KATHERINE K. YOUNG
THE EXTREME debilitation of advanced old age and severe illness have plagued human beings whose awareness and self-definition encompass both the idea of death and the "marker events" 1 that signal the dying process. How human beings have dealt with such awareness and experience has varied from epoch to epoch, culture to culture, person to person. Heroically living out the natural life span despite suffering, suicide to eliminate the difficult dying process, and murder whether by compassionate or selfish motives have all been human responses to these phenomena.

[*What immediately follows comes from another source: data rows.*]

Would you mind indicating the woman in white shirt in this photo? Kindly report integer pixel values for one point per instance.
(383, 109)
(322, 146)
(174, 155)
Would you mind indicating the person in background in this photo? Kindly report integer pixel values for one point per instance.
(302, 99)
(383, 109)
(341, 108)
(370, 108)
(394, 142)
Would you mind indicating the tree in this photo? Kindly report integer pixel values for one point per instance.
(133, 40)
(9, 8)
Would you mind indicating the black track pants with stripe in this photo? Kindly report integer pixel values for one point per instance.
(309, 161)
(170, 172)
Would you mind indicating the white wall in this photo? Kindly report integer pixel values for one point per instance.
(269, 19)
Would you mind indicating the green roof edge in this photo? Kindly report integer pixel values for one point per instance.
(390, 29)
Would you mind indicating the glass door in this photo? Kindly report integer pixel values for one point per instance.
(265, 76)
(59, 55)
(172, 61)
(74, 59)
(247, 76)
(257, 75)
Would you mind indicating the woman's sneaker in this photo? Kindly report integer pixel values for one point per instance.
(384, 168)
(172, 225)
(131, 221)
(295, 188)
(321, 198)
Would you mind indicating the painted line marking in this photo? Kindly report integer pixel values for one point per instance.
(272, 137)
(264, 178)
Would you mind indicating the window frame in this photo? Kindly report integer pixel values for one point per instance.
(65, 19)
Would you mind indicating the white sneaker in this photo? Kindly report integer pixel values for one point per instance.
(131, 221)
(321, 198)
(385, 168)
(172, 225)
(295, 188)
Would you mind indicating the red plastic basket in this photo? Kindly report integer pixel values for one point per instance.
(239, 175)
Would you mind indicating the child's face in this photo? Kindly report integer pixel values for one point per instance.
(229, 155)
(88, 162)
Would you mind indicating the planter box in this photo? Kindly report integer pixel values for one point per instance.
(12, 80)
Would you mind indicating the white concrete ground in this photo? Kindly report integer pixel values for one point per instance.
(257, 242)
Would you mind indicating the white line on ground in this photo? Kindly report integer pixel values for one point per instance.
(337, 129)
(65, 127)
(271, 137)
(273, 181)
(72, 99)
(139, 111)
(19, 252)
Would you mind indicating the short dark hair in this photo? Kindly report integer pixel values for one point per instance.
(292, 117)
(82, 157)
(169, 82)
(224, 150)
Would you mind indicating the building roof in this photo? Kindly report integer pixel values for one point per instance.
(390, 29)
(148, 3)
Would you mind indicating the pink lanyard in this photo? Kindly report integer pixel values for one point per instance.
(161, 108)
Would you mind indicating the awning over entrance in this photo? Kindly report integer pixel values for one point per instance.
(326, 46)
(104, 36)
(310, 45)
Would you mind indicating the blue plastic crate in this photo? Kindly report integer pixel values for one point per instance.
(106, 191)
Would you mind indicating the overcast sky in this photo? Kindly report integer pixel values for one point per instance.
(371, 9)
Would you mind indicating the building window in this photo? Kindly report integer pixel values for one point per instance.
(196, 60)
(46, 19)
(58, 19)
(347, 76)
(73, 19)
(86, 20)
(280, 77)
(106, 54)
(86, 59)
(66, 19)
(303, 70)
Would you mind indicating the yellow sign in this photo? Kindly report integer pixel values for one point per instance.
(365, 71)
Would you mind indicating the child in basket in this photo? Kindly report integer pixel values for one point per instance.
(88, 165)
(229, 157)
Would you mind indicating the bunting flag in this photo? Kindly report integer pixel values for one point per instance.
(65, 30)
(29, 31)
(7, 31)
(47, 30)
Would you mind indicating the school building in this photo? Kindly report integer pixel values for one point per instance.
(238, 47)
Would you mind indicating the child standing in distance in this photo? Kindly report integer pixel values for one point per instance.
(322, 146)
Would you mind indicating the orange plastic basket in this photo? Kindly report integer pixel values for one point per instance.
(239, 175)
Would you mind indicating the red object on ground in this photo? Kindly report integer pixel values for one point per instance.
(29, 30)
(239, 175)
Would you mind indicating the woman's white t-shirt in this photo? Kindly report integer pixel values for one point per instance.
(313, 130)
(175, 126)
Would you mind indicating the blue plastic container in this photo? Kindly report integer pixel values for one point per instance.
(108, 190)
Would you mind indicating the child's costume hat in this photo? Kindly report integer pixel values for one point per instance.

The history of the concept of euthanasia is closely associated with human dilemmas involved in advanced old age and severe illness. In classical Greece, the term meant the good death (eu-, good and thanatos, death) 2 and referred primarily to the mode of dying, 3 an easy or painless death associated with drinking hemlock. 4 "In Graeco-Roman antiquity, there was a generally recognized 'freedom to leave' that permitted the sick and despondent to terminate their lives, sometimes with outside help" ( Gruman 1978, 261). Thus, the ancient view of euthanasia in the West was close to suicide, in that it was voluntary and self-imposed, although it may have been abetted, especially through provision of poison. Trowell, for example, thinks that some physicians in the Roman empire "did assist suicide, and even murder, by the issue of lethal drugs" and that the "Hippocratic oath and the oath of Asaph arose as protests against this practise" ( 1973, 8).